His application to have his affidavit and those of his witnesses accepted out of time was dismissed by the High Court and the petition proceeded minus him, which saw him move to Court of Appeal on grounds that the election court denied him right to fair hearing.
However, the Supreme Court said Article 87(1) of the Constitution provides that Parliament shall enact legislation to establish mechanisms for timely settling of electoral disputes. The law requires that an election petition challenging an MP’s victory be heard and determined by the High Court within six months of the date of filing.
Lock out a litigant
The Supreme Court said it was convinced that it was not the intention of the legislature to lock out a litigant from the right to be heard, merely on the basis of inability to file a response on time due to inadvertent reasons.
“Indeed, the Elections Act, (Rule (19) (1) signifies the intention of Parliament to facilitate the right to be heard, by giving the court the discretion to enlarge timelines within which to file a response,” read the judgment.
In a petition challenging the election of Nandi Hills MP Alfred Keter, the highest court dismissed it on the grounds that he failed to file his supplementary affidavit after taking over a case from the initial petitioner who withdrew from pursuing the matter.
Benard Kitur filed an application before the election court after Robert Kimei withdrew his petition arguing that he was not interested in pursuing it and the court allowed the substitution.
However, Kitur did not file a supplementary affidavit but went on with the case based on what Kimei and his four witnesses had filed. Elections Rule 12(1) (b) stipulates that a petitioner shall file an affidavit personally and rely on evidence he is privy to.
The Nandi Hills MP immediately filed an application to strike out the petition for non-compliance with the provisions of the Election Rules 2017.
Supreme Court judges said the rationale for substitution of parties in election petitions is that a petitioner works to vindicate the rights of every citizen, and withdrawal of such a petition would affect the rights of the public.
Substitution of petitioners without filing new petitions is allowed by the law due to the strict timelines set by the constitution.
Justice Mohamed Ibrahim said the court was convinced that it was not the intention of the Rules Committee to treat a new petitioner differently from the original one.
“A substituted petitioner while filing a supplementary affidavit must not introduce new issues, as this would advance a new case, different from the original petitioner’s case,” he added.
In the petition challenging the election of Kwale Governor Salim Mvurya, the original petitioner Mwamole Mbwana who withdrew the case told the court that he did not institute it in a representative capacity but in his own capacity and that Suleiman Warrakah and two others had not established the ability to be before Court of Appeal.

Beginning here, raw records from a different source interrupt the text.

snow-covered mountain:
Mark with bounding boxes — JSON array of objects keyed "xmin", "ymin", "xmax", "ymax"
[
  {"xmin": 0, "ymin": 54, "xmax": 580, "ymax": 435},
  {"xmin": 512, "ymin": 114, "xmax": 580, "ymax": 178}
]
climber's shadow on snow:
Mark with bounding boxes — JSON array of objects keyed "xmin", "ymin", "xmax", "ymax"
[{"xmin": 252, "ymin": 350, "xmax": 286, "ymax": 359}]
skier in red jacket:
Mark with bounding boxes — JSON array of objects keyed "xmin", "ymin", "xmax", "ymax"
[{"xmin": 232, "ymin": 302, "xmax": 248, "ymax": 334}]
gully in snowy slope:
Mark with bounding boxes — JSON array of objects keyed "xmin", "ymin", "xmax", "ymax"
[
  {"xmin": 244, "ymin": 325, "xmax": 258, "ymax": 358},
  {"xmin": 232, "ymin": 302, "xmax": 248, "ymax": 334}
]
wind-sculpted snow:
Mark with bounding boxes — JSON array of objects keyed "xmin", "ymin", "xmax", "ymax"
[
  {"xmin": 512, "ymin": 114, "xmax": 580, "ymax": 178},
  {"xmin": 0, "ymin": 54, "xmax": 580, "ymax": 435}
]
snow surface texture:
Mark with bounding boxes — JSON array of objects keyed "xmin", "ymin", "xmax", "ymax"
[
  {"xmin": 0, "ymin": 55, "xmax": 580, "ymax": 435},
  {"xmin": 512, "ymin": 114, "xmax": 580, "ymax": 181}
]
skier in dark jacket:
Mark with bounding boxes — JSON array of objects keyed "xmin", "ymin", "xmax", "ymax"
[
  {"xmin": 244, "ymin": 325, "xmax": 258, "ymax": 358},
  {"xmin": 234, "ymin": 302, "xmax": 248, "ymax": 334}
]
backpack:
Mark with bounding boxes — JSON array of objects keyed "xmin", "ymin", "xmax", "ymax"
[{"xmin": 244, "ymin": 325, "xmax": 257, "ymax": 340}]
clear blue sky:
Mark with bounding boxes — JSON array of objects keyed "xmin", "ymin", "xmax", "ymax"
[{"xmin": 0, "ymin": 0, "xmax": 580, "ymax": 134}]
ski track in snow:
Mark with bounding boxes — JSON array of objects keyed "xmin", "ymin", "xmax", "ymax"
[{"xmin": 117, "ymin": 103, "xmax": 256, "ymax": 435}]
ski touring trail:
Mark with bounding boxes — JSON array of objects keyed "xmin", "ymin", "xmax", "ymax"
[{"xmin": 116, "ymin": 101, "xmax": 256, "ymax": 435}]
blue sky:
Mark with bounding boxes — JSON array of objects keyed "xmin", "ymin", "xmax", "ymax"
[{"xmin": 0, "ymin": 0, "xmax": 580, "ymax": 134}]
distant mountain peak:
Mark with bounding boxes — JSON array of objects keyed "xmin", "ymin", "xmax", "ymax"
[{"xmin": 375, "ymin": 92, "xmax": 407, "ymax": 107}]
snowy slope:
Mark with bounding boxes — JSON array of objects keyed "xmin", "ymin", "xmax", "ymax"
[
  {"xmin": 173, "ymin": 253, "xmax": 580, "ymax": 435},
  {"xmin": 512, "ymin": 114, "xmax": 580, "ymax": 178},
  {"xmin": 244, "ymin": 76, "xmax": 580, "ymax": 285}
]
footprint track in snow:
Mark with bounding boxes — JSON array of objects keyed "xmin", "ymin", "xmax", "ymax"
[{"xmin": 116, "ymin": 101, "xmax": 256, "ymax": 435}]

Court of Appeal declined to allow Warrakah and the two others to fit in the shoes of the original petitioner and they moved to the Supreme Court, arguing that a petitioner can invoke the highest court’s appellate jurisdiction without indicating under which constitutional provision he seeks to move the court.
Six Supreme Court judges led by Chief Justice David Maraga said the appellate jurisdiction of their court is donated by the Constitution and it is neither original nor unlimited. The judges are Justices Mohamed Ibrahim, JB Ojwang, Smokin Wanjala, Njoki Ndungu and Isaac Lenaola.
Found nothing irregular
Concluded election petitions also showed that the petitioner must be able to prove his allegations against the other party.
This was evident in the case in which Wanvinya Ndeti was challenging Machakos Governor Alfred Mutua’s election.
In dismissing the petition, Supreme Court judges said Wavinya failed to prove that Urbanus Wambua Musyoka who was an agent for Maendeleo Chap Chap Party was an employee of Machakos County Government.
“We did not find any evidence that the said Urbanus Wambua Musyoka was one and the same person as the Chief Officer of the County Government. We also found nothing irregular in the engagement of the other employees of the county government in the conduct of the election,” Maraga added.